Hal penting yang perlu difahami dalam usaha budidaya cacing sutra adalah mengenali habitat hidup asli cacing sutra. Cacing sutra banyak ditemukan pada selokan, parit, saluran air dan tempat-tempat sejenis itu yang mengandung bahan-bahan organik. Bahan-bahan organik ini biasanya berasal dari limbah rumah tangga, limbah pasar yang mengalir ke saluran pembuangan.

Cacing sutra akan hidup dan berkembang dengan baik pada lokasi tersebut dalam kondisi air yang tergenang namun tidak mengalir dengan deras. Pada media yang memiliki kandungan oksigen terlarut 2-5 ppm, Cacing sutra akan berkembang dengan cepat. Selain itu kondisi yang diperlukan adalah kandungan amonia.

Langkah Usaha Budidaya Cacing Sutra

Usaha Budidaya cacing sutra bisa dilakukan dengan mengunakan bak semen, bak terpal atau media yang lain. Yang penting cacing sutra tidak bisa meninggalkan tempat untuk budidaya. Untuk ukuran bisa menyesuaikan dengan kondisi yang ada. Tempat untuk budidaya cacing sutra diberi air dan lumpur yang halus, diusahakan yang memiliki kandungan makanan bagi cacing sutra yang cukup. Media ini bisa diisi dengan limbah kolam lele atau kotoran ayam yang sudah difermentasi atau bahan lain yang sudah sarat dengan bahan-bahan organik yang diperlukan cacing sutra.

Setelah media budidaya dimasukkan lalu diaduk-aduk hingga semua bercampur.Langkah selanjutnya adalah pengendapan selama 3-5 hari. Pastikan setelah lumpur mengendap, permukaan lumpur rata, jika belum rata , diratakan dengan alat atau kayu. Setelah lumpur mengendap dan permukaan rata, upayakan ketinggian air dari permukaan lumpur sekitar 5-10 cm.

Setelah media untuk budidaya cacing sutra siap dan lumpur halus, langkah selanjutnya adalah penebaran benih cacing sutra. Yang penting diperhatikan dalam penebaran ini adalah kepadatan tebar indukan cacing sutra. Kepadatannya kira-kira 1 liter induk cacing sutra ditebarkan pada 30m2 kolam untuk budidaya.

Langkah selanjutnya dalah perawatan bibit cacing sutra. Selama masa perawatan cacing sutra, kolam dialiri air dengan debit yang kecil, namun ketinggian air harus dijaga pada 5-10 cm.
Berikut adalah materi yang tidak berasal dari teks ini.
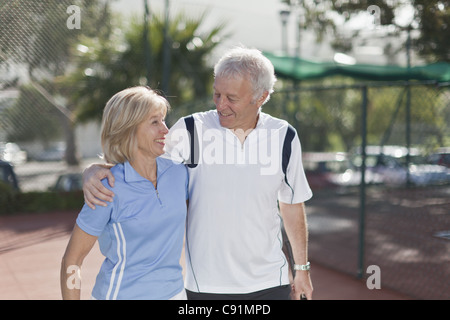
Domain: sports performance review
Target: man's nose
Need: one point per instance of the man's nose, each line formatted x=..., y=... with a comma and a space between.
x=220, y=103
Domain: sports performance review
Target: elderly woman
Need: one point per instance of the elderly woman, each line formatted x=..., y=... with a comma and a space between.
x=141, y=231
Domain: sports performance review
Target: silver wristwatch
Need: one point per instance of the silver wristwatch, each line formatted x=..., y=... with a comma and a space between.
x=302, y=267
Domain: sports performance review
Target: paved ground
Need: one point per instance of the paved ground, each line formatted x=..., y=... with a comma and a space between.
x=31, y=247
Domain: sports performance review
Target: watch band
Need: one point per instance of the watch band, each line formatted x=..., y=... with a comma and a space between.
x=302, y=267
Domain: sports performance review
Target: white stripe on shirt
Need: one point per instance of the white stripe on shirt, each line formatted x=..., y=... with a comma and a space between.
x=121, y=262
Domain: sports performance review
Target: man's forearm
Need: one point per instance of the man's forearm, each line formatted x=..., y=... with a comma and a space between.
x=295, y=224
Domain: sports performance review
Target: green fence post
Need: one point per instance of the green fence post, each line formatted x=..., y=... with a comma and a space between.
x=362, y=190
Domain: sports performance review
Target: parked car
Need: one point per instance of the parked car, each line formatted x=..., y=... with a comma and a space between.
x=55, y=153
x=11, y=152
x=389, y=162
x=440, y=157
x=69, y=182
x=333, y=170
x=8, y=176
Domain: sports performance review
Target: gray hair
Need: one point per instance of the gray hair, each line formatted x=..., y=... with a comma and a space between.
x=251, y=63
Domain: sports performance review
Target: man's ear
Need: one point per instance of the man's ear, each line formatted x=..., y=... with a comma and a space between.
x=263, y=98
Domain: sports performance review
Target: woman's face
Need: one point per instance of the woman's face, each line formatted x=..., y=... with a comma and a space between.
x=151, y=134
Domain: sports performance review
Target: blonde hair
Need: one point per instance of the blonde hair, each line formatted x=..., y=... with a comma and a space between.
x=123, y=113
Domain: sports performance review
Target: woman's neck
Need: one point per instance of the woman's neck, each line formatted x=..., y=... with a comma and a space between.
x=146, y=168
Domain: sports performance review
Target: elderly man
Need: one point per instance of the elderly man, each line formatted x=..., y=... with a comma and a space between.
x=237, y=189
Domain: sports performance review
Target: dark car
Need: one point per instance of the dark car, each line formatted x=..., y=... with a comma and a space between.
x=8, y=176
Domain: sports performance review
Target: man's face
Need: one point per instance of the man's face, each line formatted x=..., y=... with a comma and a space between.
x=236, y=108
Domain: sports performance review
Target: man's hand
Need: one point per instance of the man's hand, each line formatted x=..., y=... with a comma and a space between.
x=302, y=286
x=95, y=193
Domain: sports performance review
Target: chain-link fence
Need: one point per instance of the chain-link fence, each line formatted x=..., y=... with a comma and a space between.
x=399, y=219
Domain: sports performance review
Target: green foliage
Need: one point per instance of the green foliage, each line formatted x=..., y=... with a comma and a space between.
x=125, y=58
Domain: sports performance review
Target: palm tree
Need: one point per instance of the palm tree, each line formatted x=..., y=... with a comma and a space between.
x=110, y=65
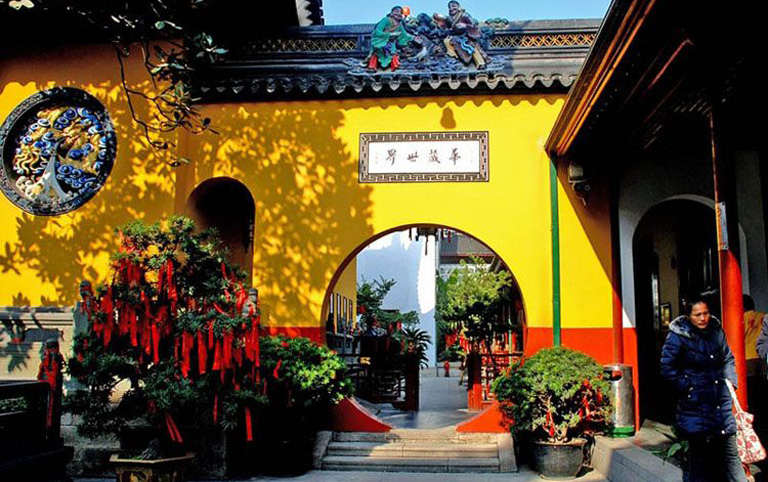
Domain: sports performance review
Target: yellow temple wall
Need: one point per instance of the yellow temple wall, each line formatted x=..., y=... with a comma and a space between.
x=299, y=160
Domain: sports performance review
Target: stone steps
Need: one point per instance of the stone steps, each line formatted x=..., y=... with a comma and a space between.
x=409, y=464
x=407, y=450
x=413, y=450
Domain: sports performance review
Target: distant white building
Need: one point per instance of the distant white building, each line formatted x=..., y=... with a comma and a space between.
x=412, y=263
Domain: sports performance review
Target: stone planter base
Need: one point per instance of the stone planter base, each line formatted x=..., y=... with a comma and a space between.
x=559, y=461
x=172, y=469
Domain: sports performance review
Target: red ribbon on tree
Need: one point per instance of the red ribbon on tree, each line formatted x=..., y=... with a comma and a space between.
x=248, y=425
x=202, y=352
x=173, y=431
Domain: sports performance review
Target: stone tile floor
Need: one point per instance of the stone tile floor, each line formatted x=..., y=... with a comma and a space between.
x=443, y=402
x=525, y=475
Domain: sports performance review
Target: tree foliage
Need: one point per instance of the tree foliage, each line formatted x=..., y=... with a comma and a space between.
x=555, y=395
x=174, y=337
x=171, y=44
x=370, y=297
x=172, y=299
x=470, y=301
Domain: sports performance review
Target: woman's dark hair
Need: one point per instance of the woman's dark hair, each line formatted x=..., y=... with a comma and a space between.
x=693, y=302
x=749, y=303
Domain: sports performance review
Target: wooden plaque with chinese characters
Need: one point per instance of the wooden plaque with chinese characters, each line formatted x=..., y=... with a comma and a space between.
x=424, y=157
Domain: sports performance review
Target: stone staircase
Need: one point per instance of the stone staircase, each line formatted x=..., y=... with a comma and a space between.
x=415, y=450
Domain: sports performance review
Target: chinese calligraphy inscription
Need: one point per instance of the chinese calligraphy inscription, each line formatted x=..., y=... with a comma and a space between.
x=424, y=157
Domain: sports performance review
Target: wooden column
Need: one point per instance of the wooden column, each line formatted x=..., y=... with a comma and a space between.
x=617, y=306
x=728, y=243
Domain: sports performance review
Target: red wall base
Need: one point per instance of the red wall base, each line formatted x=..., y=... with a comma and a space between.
x=350, y=416
x=314, y=333
x=490, y=420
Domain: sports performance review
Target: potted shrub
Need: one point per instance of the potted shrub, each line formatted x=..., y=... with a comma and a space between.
x=302, y=380
x=556, y=397
x=171, y=348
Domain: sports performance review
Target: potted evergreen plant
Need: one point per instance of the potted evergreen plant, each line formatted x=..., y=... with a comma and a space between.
x=556, y=397
x=301, y=380
x=170, y=351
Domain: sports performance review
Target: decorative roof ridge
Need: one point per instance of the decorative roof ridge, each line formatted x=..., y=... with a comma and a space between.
x=333, y=60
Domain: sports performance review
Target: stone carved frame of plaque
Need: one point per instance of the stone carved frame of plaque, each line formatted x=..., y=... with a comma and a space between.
x=57, y=149
x=474, y=143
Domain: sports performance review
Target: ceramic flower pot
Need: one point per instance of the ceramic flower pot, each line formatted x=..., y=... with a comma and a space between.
x=559, y=461
x=171, y=469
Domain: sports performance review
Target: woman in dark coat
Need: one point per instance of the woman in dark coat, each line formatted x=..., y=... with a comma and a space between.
x=696, y=360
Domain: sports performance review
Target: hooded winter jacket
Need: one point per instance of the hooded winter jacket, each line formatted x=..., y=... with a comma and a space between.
x=697, y=362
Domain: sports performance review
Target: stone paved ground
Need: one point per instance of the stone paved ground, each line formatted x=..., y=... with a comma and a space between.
x=525, y=475
x=443, y=402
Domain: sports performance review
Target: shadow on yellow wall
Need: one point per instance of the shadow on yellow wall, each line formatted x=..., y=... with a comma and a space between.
x=304, y=183
x=43, y=259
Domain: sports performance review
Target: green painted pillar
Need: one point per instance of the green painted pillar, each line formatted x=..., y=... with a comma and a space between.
x=556, y=341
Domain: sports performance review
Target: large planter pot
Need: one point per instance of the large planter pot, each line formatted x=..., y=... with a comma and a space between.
x=559, y=461
x=172, y=469
x=286, y=456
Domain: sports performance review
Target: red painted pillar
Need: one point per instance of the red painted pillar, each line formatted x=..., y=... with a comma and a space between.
x=411, y=382
x=618, y=308
x=728, y=243
x=474, y=381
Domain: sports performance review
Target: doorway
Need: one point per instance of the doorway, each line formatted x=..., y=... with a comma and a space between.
x=675, y=258
x=226, y=195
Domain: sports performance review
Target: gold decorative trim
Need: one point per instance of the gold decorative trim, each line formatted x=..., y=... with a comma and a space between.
x=276, y=45
x=543, y=40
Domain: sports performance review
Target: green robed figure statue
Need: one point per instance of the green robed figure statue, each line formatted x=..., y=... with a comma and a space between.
x=387, y=37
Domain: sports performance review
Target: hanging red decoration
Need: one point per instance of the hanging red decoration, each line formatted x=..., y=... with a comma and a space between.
x=152, y=310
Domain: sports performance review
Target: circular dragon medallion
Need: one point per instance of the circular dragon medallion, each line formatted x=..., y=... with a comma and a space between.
x=57, y=148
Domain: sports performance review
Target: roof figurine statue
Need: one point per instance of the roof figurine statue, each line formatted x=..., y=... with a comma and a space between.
x=387, y=38
x=464, y=36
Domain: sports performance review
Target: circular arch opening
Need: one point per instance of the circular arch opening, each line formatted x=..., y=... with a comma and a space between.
x=333, y=305
x=218, y=195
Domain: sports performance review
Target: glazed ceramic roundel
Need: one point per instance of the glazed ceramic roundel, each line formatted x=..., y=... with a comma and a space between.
x=57, y=148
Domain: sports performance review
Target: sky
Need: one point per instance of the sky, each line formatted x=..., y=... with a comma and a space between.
x=340, y=12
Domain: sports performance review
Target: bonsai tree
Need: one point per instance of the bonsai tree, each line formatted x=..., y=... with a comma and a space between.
x=373, y=318
x=174, y=331
x=555, y=395
x=470, y=301
x=174, y=337
x=301, y=380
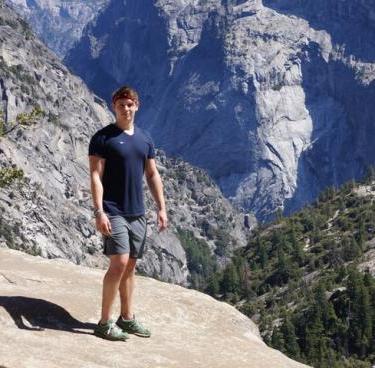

Pada masa pemeliharaan ini perlu diulangi pemberian air buangan limbah lele atau kotoran ayam yang sudah difermentasi dengan EM4.

Pada usia penebaran 10 hari, bibit cacing sutra sudah mulai tumbuh halus dengan nampak seperti benang merah yang ada di permukaan lumpur. Cacing sutra bisa dipanen dalam waktu 2 sampai 3 bulan. Pemanenan cacing sutra juga bisa dilakukan bertahap sekaligus mengurangi kepadatan dan memberi kesempatan yang lain untuk tumbuh.

Ciri-ciri jika cacing sutra siap dipanen adalah apabila lumpur dipegang akan terasa kental. Cara memanennya adalah dengan menaikkan ketinggian air menjadi sekitar 50-60 cm. Pada kondisi ini cacing sutra akan cenderung naik sehingga mudah untuk dipanen. Waktu pemanenan adalah pagi dan sore hari saat cuaca tidak terlalu panas. Lumpur diaduk-aduk kemudian dimasukkan dalam baskom untuk selanjutnya dicuci dan dibersihkan dengan saringan.

Setelah cacing sutra dibersihkan langkah selanjutnya adalah pemberokan dengan waktu 10-12 jam. Langkah pemberokan cacing sutra ini dilakukan agar cacing sutra bebas dari mikroorganise berbahaya bagi ikan hias atau benih ikan. Setelah bersih cacing sutra siap untuk dijual.